Value is where the NS30E/S falls down, though. Just £50 onto its cheapest £550 price online (or the exact-same amount Sony sells it at direct) will get you a Dell Studio 15 laptop with an LED backlit display, a Core 2 Duo processor, discrete graphics, more RAM with a 64-bit version of Vista to utilise it and a larger hard drive, not to mention niceties like a 54mm ExpressCard slot, HDMI and eSATA. Moreover, if you’d rather buy from a retailer, there are many similarly priced systems that offer a greater variety of features.
Another compelling alternative, especially for the budget conscious, is the Samsung R522. It’s now on sale for just £515 and has similar strengths to the Sony, including good battery life, an outstanding keyboard and attractive design, but costs less.
Finally, for those who absolutely must have the VAIO name plastered across their laptop’s lid or who are after longer battery life, there’s still Sony VAIO VGN-NS20E/S, which offers a very similar experience to its more expensive sibling in an identical wrapping. In time it’s likely it will disappear in favour of this model, but until it does there’s little reason to opt for this system over it, since £100 nets you little performance gain and no extra features.
Sony’s VAIO VGN-NS30E/S might have class-leading battery life for its form factor, but with the physically-identical NS20E not far behind there’s little reason to spend the extra £100 it demands until it comes down in price to match. If battery life is not that important, meanwhile, there are many more feature-rich offerings available at this price point.

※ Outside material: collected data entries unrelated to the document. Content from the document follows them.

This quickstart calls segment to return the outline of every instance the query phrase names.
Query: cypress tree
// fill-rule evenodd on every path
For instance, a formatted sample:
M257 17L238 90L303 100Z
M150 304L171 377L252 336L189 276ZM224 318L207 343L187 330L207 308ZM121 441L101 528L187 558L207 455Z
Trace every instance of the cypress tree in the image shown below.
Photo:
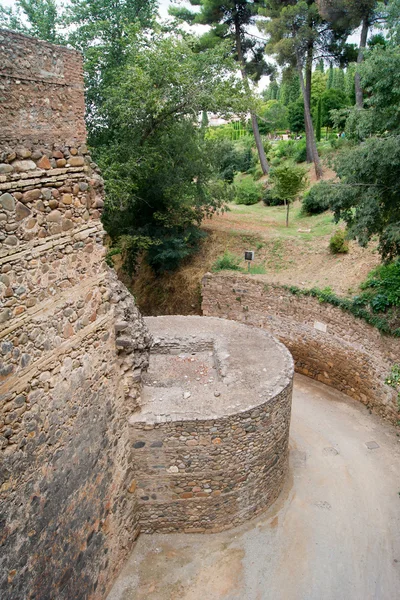
M319 98L318 106L317 106L317 125L315 127L315 135L316 135L318 142L321 141L321 122L322 122L322 98Z

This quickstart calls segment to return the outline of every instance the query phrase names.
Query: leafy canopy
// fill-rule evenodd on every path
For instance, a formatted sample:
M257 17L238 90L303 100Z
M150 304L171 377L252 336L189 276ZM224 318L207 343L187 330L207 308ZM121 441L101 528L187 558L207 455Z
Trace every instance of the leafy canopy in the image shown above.
M0 6L0 27L61 44L60 14L55 0L16 0L14 7Z
M384 259L400 255L400 136L369 138L339 156L340 183L330 206L351 238L366 246L374 235Z
M176 268L195 251L202 219L225 198L198 114L245 112L247 100L223 46L199 54L195 43L136 33L106 89L96 134L104 224L130 269L142 251L156 272Z

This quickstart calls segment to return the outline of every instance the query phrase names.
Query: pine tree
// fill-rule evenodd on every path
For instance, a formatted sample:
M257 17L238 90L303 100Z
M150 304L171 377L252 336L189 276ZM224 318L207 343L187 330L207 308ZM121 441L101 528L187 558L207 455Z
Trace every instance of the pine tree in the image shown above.
M364 60L365 48L367 46L368 33L374 23L382 17L382 8L388 4L388 0L319 0L320 12L324 18L330 19L339 26L357 29L360 27L360 43L358 47L357 64ZM362 108L363 90L361 88L360 74L355 74L356 104Z
M194 12L187 8L171 7L172 16L191 24L209 25L210 31L203 35L200 47L210 47L226 40L236 58L244 85L251 96L250 81L258 81L262 75L274 72L274 67L264 60L264 46L247 29L254 25L258 16L258 0L192 0L200 10ZM254 106L250 109L251 125L257 146L261 169L269 172L269 165L258 129Z
M296 102L301 96L299 76L294 69L286 68L283 70L280 92L280 101L285 106Z

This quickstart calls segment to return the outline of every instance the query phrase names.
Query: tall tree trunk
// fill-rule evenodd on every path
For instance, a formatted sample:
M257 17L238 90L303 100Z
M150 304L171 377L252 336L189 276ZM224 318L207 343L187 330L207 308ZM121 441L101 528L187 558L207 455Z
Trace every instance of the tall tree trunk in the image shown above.
M357 64L358 65L361 64L362 61L364 60L364 50L367 45L368 29L369 29L369 20L368 20L368 16L366 15L366 16L364 16L364 18L362 20L360 45L358 48L358 56L357 56ZM363 106L364 106L363 91L361 88L361 77L360 77L360 73L358 73L358 71L356 71L356 74L354 77L354 85L356 88L356 106L357 106L357 108L363 108Z
M300 56L298 53L296 55L296 59L297 59L297 71L299 73L299 79L300 79L301 93L303 94L303 100L304 100L304 121L305 121L305 126L306 126L306 138L307 138L308 143L311 148L312 160L314 162L316 178L320 179L322 177L322 167L321 167L321 163L320 163L319 156L318 156L317 142L315 141L314 127L313 127L313 123L311 120L310 103L308 101L306 86L304 83L303 65L302 65L302 62L301 62L301 59L300 59Z
M244 63L244 57L243 57L243 51L242 51L242 42L240 39L240 27L239 27L238 23L235 23L235 41L236 41L236 52L237 52L238 60L239 60L239 64L240 64L240 72L242 74L242 79L243 79L245 88L248 91L248 93L250 94L251 93L250 85L249 85L249 80L247 78L247 73L245 70L245 63ZM264 175L268 175L269 164L267 161L267 157L265 155L265 150L264 150L264 146L262 143L260 130L258 129L257 115L253 109L250 110L250 116L251 116L251 127L253 129L253 135L254 135L254 139L256 142L256 146L257 146L257 152L258 152L258 157L260 159L261 169L262 169L262 172L264 173Z
M312 79L312 63L313 63L313 44L308 43L307 56L306 56L306 96L308 99L308 106L311 106L311 79ZM304 109L305 110L305 109ZM304 113L304 122L306 122L306 116ZM309 136L306 136L306 150L307 150L307 162L313 162L313 150L309 143Z

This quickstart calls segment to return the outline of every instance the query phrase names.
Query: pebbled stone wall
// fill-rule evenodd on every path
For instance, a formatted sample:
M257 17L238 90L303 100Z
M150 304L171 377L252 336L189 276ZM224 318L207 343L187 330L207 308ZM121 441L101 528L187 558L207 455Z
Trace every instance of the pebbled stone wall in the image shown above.
M251 519L288 472L289 352L222 319L146 324L154 345L129 420L141 531L218 532Z
M144 533L215 533L265 511L288 472L292 383L226 418L135 423L134 472Z
M206 274L203 314L262 327L283 342L295 369L396 423L397 394L385 384L400 361L400 340L316 298L294 296L245 275Z
M2 30L0 85L0 597L100 599L139 531L151 338L104 261L80 55Z
M76 50L0 29L0 143L76 145L86 138Z

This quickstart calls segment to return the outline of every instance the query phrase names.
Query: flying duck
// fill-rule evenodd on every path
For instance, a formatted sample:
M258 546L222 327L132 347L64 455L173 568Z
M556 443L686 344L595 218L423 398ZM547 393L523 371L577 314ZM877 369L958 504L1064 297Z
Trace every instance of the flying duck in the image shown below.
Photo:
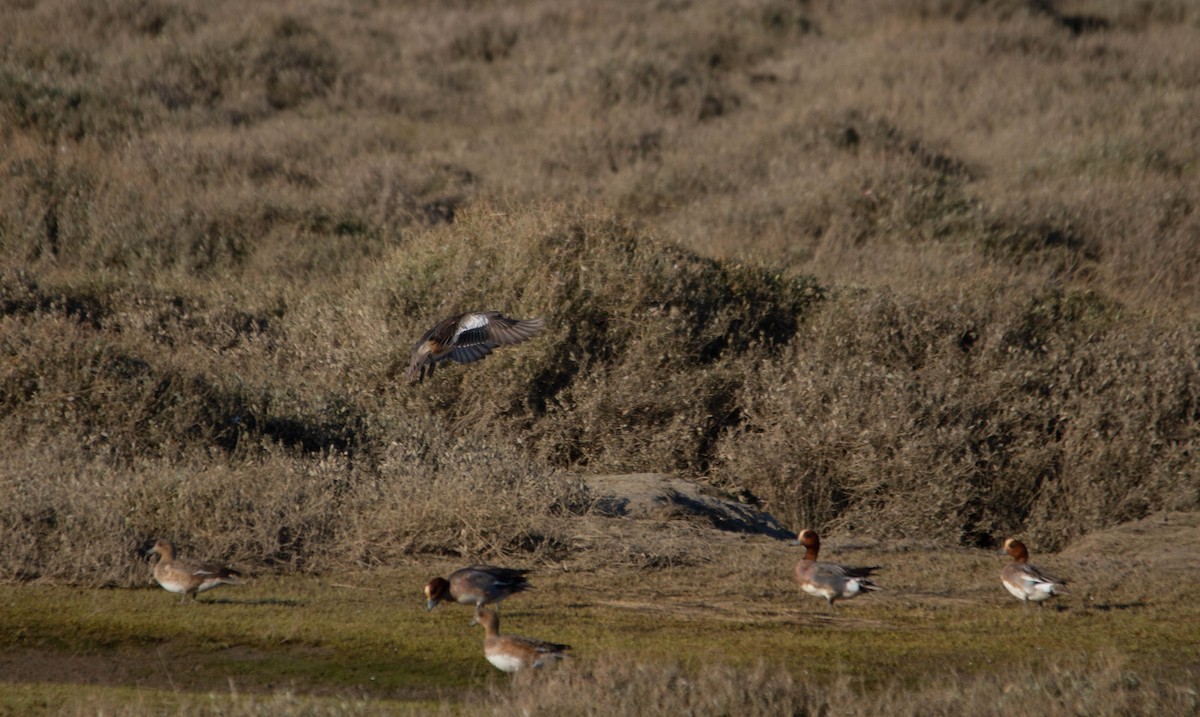
M442 361L478 361L492 349L531 338L545 325L540 318L510 319L499 311L476 311L442 319L413 347L405 375L409 383L419 383L426 375L432 376L434 367Z

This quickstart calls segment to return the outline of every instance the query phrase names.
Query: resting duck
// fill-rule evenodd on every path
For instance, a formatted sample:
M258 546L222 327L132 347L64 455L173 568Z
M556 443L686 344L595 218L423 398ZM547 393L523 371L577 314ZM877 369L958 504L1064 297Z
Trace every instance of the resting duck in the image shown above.
M1041 603L1055 595L1069 594L1065 580L1047 575L1030 564L1029 550L1021 541L1016 538L1005 540L1003 552L1011 555L1013 561L1000 571L1000 582L1025 605Z
M158 562L154 564L154 579L168 591L182 593L180 604L187 600L188 595L194 600L197 593L220 585L240 585L242 582L242 574L232 568L176 558L175 547L165 540L155 541L148 552L158 555Z
M805 548L804 559L796 563L796 582L800 589L809 595L823 597L833 607L836 600L849 600L864 592L879 590L875 583L867 578L879 570L879 566L869 568L847 568L834 563L822 563L817 560L821 550L821 538L815 530L805 530L797 537L797 542Z
M532 587L525 579L528 570L497 568L491 565L471 565L459 568L447 578L434 578L425 585L425 609L432 610L442 600L463 605L498 603L514 593Z
M500 346L519 344L545 327L542 319L510 319L499 311L480 311L442 319L426 331L413 347L405 374L409 383L433 375L446 360L472 363Z
M543 665L557 662L566 657L570 645L560 645L556 642L544 642L529 637L500 634L500 618L491 610L479 607L475 609L475 622L483 625L486 636L483 638L483 656L498 670L516 672L532 667L541 669Z

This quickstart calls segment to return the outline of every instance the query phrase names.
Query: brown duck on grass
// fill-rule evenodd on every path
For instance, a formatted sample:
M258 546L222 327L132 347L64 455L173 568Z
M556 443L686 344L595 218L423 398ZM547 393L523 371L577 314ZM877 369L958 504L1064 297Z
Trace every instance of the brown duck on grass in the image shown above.
M510 319L499 311L477 311L442 319L413 347L405 376L409 383L424 381L442 361L478 361L492 349L531 338L545 325L542 319Z
M864 592L879 590L879 586L867 578L879 570L875 565L869 568L848 568L835 563L823 563L817 560L821 550L821 538L815 530L805 530L797 536L796 542L804 546L804 559L796 563L796 582L800 589L809 595L825 598L829 607L837 600L849 600Z
M475 608L475 622L483 625L483 656L498 670L516 672L527 668L541 669L567 656L570 645L545 642L530 637L500 634L500 617L486 608Z
M1012 562L1000 571L1000 582L1004 588L1028 607L1035 602L1039 606L1055 595L1069 595L1067 581L1048 575L1029 562L1029 549L1015 538L1004 541L1004 553L1012 556Z
M154 564L154 579L173 593L182 593L180 604L188 595L195 600L197 593L211 590L220 585L240 585L241 573L232 568L202 563L198 560L175 557L175 547L165 540L157 540L148 551L158 555Z

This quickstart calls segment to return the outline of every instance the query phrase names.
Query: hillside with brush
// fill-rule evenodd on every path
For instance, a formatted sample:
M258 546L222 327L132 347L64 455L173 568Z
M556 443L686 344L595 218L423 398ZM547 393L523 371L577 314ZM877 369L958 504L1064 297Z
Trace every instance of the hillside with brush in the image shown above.
M1195 507L1183 7L13 6L0 571L551 550L589 472L949 544ZM549 329L403 385L473 309Z
M486 561L546 571L554 610L636 614L630 634L666 608L615 593L651 574L687 603L672 619L757 630L778 616L672 593L672 571L790 601L774 538L812 528L954 556L965 583L902 588L934 614L986 604L975 556L1006 537L1041 555L1191 525L1198 86L1185 0L4 3L0 583L136 602L168 536L314 605L337 605L329 576L411 597L427 566ZM546 328L405 381L427 329L480 310ZM1096 577L1085 557L1067 568ZM1137 636L1188 615L1114 627L1184 594L1174 558L1139 565L1159 559L1077 600L1120 636L1093 647L1161 676L1194 650ZM902 591L879 599L908 624ZM94 647L24 614L0 665ZM936 655L829 621L888 645L830 659L872 688L913 650L1037 672L971 642L990 615ZM144 629L96 634L169 632ZM256 649L293 648L270 630ZM792 694L789 649L753 684ZM403 699L479 682L457 664ZM578 679L632 679L603 664Z

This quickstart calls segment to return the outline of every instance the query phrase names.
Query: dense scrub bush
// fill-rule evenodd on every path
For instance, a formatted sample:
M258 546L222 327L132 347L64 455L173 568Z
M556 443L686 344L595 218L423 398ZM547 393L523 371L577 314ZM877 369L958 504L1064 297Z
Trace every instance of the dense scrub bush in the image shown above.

As you can see performance between the NS20 and 30 is almost identical – certainly nothing to justify the £100 difference. Also note how the Samsung, which is equipped with a Core 2 rather than the older-architecture Pentium processors, pulls ahead.
As we can see in both the Productivity and Reader benchmarks, the processor and chipset upgrades over the NS20 result in an average of 15mins longer battery life.
A result of just less than five hours is excellent for this price-class and form factor.
In DVD playback the cheaper NS20 closes the gap, leaving its more expensive sibling with a measly five minutes of headway.